London Workshop: AI Governance in Practice

November 11, 4:00–6:00 PM • London
Modern AI moves fast. Governance needs to move faster. Join us in London for a concise, hands-on session focused on real-world AI governance — what good looks like, how to implement it, and how to make it stick across teams.
Who should attend
- AI Governance Professionals
- Model Risk & Validation, Compliance, Internal Audit
- Data Science & ML Engineering, Product, and IT/Risk
- Legal & Policy teams responsible for AI/ML oversight
What you’ll learn (and practice)
- Policy → controls: Turn AI principles into concrete, testable controls and approvals.
- Evidence you can defend: Design validation tests for data quality, performance, robustness, fairness, and drift.
- Monitoring that works: Define KPIs, thresholds, and alert-to-remediation workflows.
- Change management & traceability: Connect model changes to approvals, tests, and deployment records for auditability.
Format and Speakers (interactive + practical)
Short talks followed by guided mini-exercises using realistic case studies and editable templates. You’ll leave with artifacts you can adapt immediately.
Speakers:
Hannes Krabbe, Solution Architect, ValidMind
John Rea, Client Success Partner, ValidMind
Agenda (2 hours)
4:00 PM — Arrival & Networking
 Light bites and drinks. Meet fellow AI, risk, and compliance professionals. Discuss challenges everyone faces in AI governance.

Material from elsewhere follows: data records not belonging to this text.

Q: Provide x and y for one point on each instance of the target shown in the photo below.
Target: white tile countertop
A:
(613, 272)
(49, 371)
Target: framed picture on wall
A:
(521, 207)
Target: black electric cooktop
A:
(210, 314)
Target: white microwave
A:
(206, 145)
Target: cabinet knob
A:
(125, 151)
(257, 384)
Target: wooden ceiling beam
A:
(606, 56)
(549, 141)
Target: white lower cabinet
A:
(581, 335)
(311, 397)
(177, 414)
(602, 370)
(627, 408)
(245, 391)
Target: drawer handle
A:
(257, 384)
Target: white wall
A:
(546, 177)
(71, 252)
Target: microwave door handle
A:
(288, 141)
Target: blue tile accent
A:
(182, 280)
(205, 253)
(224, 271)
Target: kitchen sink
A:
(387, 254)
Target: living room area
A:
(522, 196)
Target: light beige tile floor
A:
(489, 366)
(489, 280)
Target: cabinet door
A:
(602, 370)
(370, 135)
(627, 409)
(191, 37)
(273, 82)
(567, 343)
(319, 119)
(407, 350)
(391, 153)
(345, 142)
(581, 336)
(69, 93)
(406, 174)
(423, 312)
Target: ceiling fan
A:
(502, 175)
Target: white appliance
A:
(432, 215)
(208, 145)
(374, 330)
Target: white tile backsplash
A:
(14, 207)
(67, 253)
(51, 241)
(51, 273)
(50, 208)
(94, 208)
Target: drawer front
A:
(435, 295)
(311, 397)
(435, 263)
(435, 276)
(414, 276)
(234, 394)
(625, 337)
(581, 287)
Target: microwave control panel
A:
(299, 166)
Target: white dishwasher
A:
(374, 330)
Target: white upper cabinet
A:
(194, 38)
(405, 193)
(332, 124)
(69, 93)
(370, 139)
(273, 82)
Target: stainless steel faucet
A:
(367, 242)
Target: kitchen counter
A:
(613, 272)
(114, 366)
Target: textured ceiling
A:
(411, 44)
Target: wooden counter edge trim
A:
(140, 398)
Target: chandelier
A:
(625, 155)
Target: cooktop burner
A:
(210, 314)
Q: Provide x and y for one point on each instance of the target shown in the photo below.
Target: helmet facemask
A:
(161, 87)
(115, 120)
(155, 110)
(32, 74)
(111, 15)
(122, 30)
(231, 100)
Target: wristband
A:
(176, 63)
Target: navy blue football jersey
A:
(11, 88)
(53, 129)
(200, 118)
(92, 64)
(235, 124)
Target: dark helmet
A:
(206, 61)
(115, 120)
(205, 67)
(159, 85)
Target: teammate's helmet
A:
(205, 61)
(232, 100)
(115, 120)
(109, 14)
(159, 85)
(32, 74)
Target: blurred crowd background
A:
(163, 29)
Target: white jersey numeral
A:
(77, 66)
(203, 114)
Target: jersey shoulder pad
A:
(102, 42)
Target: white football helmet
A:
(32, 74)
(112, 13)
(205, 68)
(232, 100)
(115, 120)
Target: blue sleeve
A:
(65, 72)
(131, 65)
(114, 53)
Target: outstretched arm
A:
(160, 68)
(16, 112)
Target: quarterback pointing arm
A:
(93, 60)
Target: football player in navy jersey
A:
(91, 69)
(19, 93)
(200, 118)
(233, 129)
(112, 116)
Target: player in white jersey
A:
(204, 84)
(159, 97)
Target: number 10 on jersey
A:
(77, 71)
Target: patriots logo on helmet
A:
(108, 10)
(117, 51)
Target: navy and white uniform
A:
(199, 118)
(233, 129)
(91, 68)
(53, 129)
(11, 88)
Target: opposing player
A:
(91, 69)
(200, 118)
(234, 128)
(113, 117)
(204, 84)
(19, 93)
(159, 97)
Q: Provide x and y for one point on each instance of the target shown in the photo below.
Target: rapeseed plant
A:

4:15 PM — Welcome, Introduction & Workshop Goals
 Overview of the session objectives and why AI governance is foundational to responsible innovation.
4:25 PM — The AI Governance Stack: Frameworks and Roles
 Understand the key components of an AI governance framework — from policies and controls to roles, to risk tiering, RACI models, and organizational operating models.
4:45 PM — Translating Policy into Practice
 How to align external regulatory and internal policy requirements with governance structures and control frameworks, using SS1/23 as an example.
5:05 PM — What “Good AI Governance” Looks Like
 Defining the standards for validation, documentation, and monitoring to demonstrate compliance and trustworthiness.
5:25 PM — Building Sustainable Oversight: KPIs and Monitoring
 How to define meaningful metrics and thresholds to continuously manage AI risk and performance.
5:45 PM — Capstone Discussion: Creating a Governance Inventory That Works
 Collaborative discussion on building a practical, lightweight governance framework that scales across teams and technologies.
5:55 PM — Debrief & Next Steps
 Recap key learnings, share resources, and outline actions for strengthening AI governance in your organization.
6:00 PM — Close and post-workshop drinks and networking.
What you’ll take away
- A governance dossier template (policy mapping, controls, RACI, risk assessment, validation plan, monitoring plan, change log)
- Example model card / system card templates
- A 60–90 day playbook to stand up or mature your AI governance operating model
Logistics
- Date & Time: Tuesday, November 11, 2025 • 4:00-6:00 PM
- Location: London (venue details shared upon registration)
- Capacity: Limited to keep the session interactive
- Bring: A laptop (recommended for templates); an AI/ML use case from your org (optional)
Why attend
- Practical over theoretical: Leave with working artifacts, not just ideas.
- Cross-functional by design: Risk, data, and product perspectives in one room.
- Audit-ready outcomes: Evidence and workflows you can defend.